With tax season upon us, there’s a good chance you will receive a phone call from a scammer claiming to be from the Internal Revenue Service, and stating that you owe back taxes. Of course, being the helpful sort, the caller tells you that if you send in a few hundred dollars to some obscure address, all will be forgiven.
Another scam is to have a “sales person” come to your door and attempt to lure you outside to inspect an alleged problem with your house. If you take the bait and walk outside, an accomplice enters your house and relieves you of any valuables or cash he or she can find.
EMC Security recently sent out an email advising customers to be aware of another scam. The company is upgrading equipment and has been contacting customers by phone or email to advise them of the upgrade. Scammers have been going door-to-door claiming to be from EMC Security or Honeywell (a security equipment manufacturer) in an effort to be invited in to do an inspection or an upgrade. Once inside, they steal personal information or anything else they find that is of value.
And, there are a host of other scams that are perpetrated through email or a phone call. Many of these have been around for years and have been exposed, yet unfortunately, some people still fall for them. On the other hand, new scams are continually being developed. So what are the best way to avoid becoming a victim? Situational awareness and common sense.
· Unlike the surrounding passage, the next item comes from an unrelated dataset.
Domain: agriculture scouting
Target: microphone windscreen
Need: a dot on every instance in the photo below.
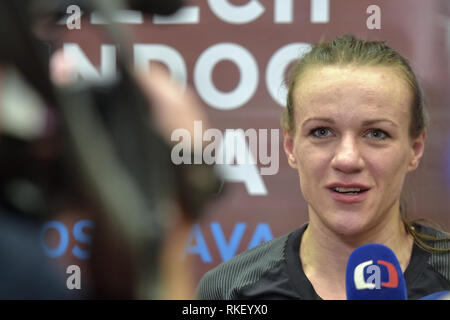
(374, 273)
(442, 295)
Just as being aware of your surroundings is vital to avoiding situations that pose a threat to your safety, being aware of who might be on the other end of the phone, or email, can help you avoid being scammed. Don’t simply accept what a caller or email says, verify it. If you are contacted by anyone stating that you have an outstanding debt, summons, warrant or bill, or that your home needs to be inspected for some reason, verify the claim by directly contacting the organization in question. Never respond by clicking a link in an email or by calling a provided phone number. Look for verifiable contact information on a previous bill or search for it on the internet.
Keep in mind that many scams are designed to steal your personal information, and ultimately your identity. A key ingredient to identity theft is a social security number, and many times a seemingly benign scam is in fact the first step to getting that number. A request for your address or date of birth may seem innocent enough, but such requests may well be coming from a scammer who is trying to piece together the information needed to steal your identity. Hence the need for common sense. Does the person requesting information have a legitimate need for it?
Common sense should also prevail when you receive an offer for a financial reward. The “we need your help transferring a bazillion dollars out of our country”, and “you have been named in the will of (insert improbable name here) as the recipient of a bazillion dollars” scams have pretty well run their course, although they haven’t disappeared completely.
To a degree, the bazillion dollar scams have been replaced by ones that proclaim you’re a winner, or that you have been randomly selected to take part in a survey. When you see, “Click here to claim your prize”, or “Click here to start the survey”, give serious consideration to hitting “Delete”. Certainly, some requests for you to complete a survey or apply to receive a discount or promotional item are legitimate. But if you don’t do business with the company making the offer, or haven’t had a recent interaction with a representative, you will probably be responding to a scam.
The question then becomes one of risk versus reward. Do you really want to put your personal information at risk in the hopes that you’ll receive something you don’t need?